I suggested the shop lights to you already. that's what I have always used on my tanks and see little reason not to. what I do is build a very simple long box out of wood about 4 inches deep and 8 inches wide and the length of the tank. then mount the shoplight in that and just sit it on top of the the tank with a glass canopy.


----------



## dZilla (Dec 30, 2010)

pistolpete said:


> I suggested the shop lights to you already. that's what I have always used on my tanks and see little reason not to. what I do is build a very simple long box out of wood about 4 inches deep and 8 inches wide and the length of the tank. then mount the shoplight in that and just sit it on top of the the tank with a glass canopy.


Hi pistol I know, and not that I don't believe you I'm more worried.. well I really don't know what I'm worried about.

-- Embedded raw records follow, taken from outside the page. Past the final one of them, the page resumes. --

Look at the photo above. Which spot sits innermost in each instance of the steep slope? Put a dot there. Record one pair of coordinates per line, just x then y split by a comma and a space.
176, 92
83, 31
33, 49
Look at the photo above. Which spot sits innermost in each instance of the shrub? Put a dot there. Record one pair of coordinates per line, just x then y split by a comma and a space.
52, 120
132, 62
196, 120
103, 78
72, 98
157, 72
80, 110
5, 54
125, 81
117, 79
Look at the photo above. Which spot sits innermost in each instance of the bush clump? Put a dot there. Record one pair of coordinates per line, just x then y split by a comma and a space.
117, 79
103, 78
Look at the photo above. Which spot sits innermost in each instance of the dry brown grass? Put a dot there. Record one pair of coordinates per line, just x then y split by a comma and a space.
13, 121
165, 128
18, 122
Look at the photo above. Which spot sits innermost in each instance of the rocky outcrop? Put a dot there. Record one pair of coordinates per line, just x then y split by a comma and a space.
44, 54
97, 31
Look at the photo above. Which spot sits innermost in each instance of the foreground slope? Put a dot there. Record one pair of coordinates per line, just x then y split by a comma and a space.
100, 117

I guess my concern is like many 'new FW plant growers' I go get the shop lights (like I mentioned at home depot they have a double 48" fixture for 19.95$ [i'd get X2]) and things wouldn't work out, or I'd have issues with the bulb or god knows what, and in the end I'd be out 40$. I would really like the opinion of ppl on the forums. I might post this in in the plant section as well (admins if this is a no no please let me know)....

Anyways I guess those are my concerns.


----------



## pistolpete (May 2, 2010)

The T5 and T8 simply refers to the diameter of the bulb and pin spacing. Otherwise the only difference is that thinner bulbs are slightly more efficient because of smaller re-strike. Different gas mixes in the bulb give different spectrum emissions. I find that daylight bulbs give the best compromise for color rendition and plant growth and cost. If your primary concern is plant growth you can mix in a couple of the warmer grow lamps.

The only issue with shop lights is that they are not designed for wet locations and need to be protected from excessive condensation, hence the glass recommendation.


----------



## fryingpan (Feb 13, 2011)

WE went to rona and got what is called a work shop light. it is a 48" twin bulb that hangs from the ceiling and it cost use $18 and $2 for the chain to hang it. canadian tire has the exact same ones but want $28 for theirs.


----------